ERR automatic broadcast for merging different levels, #9455 by nbonnotte · Pull Request #12219 · pandas-dev/pandas (original) (raw)

@jreback I feel like none of us understand what the other is saying. I am not talking either about actually merging a single level to a single level of a multi-level.

What I am saying is: what are the drawbacks to letting the feature? From my (still naive) point of view, I would find it difficult to guess the result of the operation: here, the multi-level is "flattened" (not sure the term is correct), but it could have been possible to instead merge the single-level index to a single level of the multi-level, right?

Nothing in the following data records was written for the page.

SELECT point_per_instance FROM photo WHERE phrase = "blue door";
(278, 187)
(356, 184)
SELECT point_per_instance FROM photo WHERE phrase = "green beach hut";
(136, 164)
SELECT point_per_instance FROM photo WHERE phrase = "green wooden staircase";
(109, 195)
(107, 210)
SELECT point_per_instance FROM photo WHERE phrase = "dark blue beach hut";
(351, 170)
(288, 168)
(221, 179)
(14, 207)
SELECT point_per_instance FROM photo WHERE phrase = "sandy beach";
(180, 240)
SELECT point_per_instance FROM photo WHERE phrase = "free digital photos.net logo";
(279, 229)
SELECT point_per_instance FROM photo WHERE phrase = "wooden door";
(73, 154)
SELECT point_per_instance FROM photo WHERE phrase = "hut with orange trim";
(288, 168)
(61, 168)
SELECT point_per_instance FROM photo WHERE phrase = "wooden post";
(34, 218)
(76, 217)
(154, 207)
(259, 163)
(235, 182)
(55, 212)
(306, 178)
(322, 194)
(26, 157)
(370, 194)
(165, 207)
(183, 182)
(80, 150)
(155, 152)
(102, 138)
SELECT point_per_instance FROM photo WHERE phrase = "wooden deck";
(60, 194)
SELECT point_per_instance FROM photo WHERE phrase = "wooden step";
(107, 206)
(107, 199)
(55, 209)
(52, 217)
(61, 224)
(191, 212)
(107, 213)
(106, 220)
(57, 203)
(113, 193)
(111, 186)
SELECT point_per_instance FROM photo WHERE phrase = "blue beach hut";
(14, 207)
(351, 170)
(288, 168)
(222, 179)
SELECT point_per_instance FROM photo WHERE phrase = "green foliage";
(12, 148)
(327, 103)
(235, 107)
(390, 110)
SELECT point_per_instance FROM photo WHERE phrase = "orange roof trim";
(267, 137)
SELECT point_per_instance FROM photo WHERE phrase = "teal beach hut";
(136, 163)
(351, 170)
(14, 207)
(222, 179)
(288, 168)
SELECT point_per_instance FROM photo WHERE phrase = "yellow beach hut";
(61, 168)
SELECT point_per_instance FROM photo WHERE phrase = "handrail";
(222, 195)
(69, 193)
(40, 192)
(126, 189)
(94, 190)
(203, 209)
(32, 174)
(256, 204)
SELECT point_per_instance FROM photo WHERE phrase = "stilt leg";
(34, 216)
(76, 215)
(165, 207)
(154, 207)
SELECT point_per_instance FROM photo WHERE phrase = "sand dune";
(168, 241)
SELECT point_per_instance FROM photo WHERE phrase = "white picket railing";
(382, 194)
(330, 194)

So I'm not saying we should actually merge a single level to a multi-level, just that we could, and it would seem to me at least as natural as the current result... which therefore might appear as unpredictable. That's a drawback, for me.

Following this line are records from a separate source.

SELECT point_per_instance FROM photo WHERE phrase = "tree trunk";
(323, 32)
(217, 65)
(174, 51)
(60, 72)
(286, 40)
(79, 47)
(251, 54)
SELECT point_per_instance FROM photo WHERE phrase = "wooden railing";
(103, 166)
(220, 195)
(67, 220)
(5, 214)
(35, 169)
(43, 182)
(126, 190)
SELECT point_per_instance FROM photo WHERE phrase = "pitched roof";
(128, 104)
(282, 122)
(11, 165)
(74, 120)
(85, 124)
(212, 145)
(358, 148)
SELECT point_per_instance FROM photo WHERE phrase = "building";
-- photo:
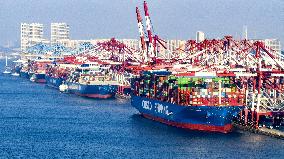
(200, 36)
(31, 34)
(59, 33)
(274, 46)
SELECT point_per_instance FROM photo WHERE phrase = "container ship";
(199, 102)
(93, 81)
(38, 69)
(56, 74)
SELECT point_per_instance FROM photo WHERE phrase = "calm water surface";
(39, 122)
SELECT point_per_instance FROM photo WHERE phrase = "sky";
(171, 19)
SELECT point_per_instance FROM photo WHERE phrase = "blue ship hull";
(92, 91)
(53, 82)
(24, 74)
(38, 78)
(206, 118)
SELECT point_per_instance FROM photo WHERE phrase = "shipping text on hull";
(53, 81)
(198, 103)
(92, 91)
(204, 118)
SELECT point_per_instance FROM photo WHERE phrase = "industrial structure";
(59, 33)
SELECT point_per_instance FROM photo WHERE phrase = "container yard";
(204, 85)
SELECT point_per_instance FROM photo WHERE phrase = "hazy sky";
(172, 19)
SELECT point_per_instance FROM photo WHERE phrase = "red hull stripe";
(223, 129)
(95, 95)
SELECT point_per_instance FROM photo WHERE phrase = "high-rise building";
(200, 36)
(274, 46)
(31, 34)
(59, 33)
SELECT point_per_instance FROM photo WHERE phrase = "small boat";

Are there any other drawbacks? Why should it be an error?

As for a use case, what about #2024 ?

Otherwise, I have an example. I often use pandas to work on the features I'm going to feed to scikit-learn, and I have features from many different origins: for instance, for each day weather data (temperature, pressure, etc.), calendar data (is it a bank holiday? a school holiday?) and let's say the target value of the previous day. At some point, I thus have multiple multi-level dataframes on the one hand, e.g. with ('weather', 'temperature'), ('weather', 'pressure'), ... and ('calendar', 'is_bank_holiday'), ('calendar', 'is_school_holiday') ..., and single-level dataframes on the other hand, for instance containing 'yesterday_target'. And I want to merge all that, and give the result to scikit-learn. But I like multi-level dataframes because they make it so much easier to select a subset of the features, e.g. for plotting, or just to exclude some features, so I'd like to get one in the end (or a single-level with tuples, which can easily be converted).

Sure, I can think of some ways to arrive to the same result without merging a single-level dataframe to a multi-level one. But it is simpler if it's directly possible.

Otherwise, we can raise an error, and wait to see if anyone complains. You tell me.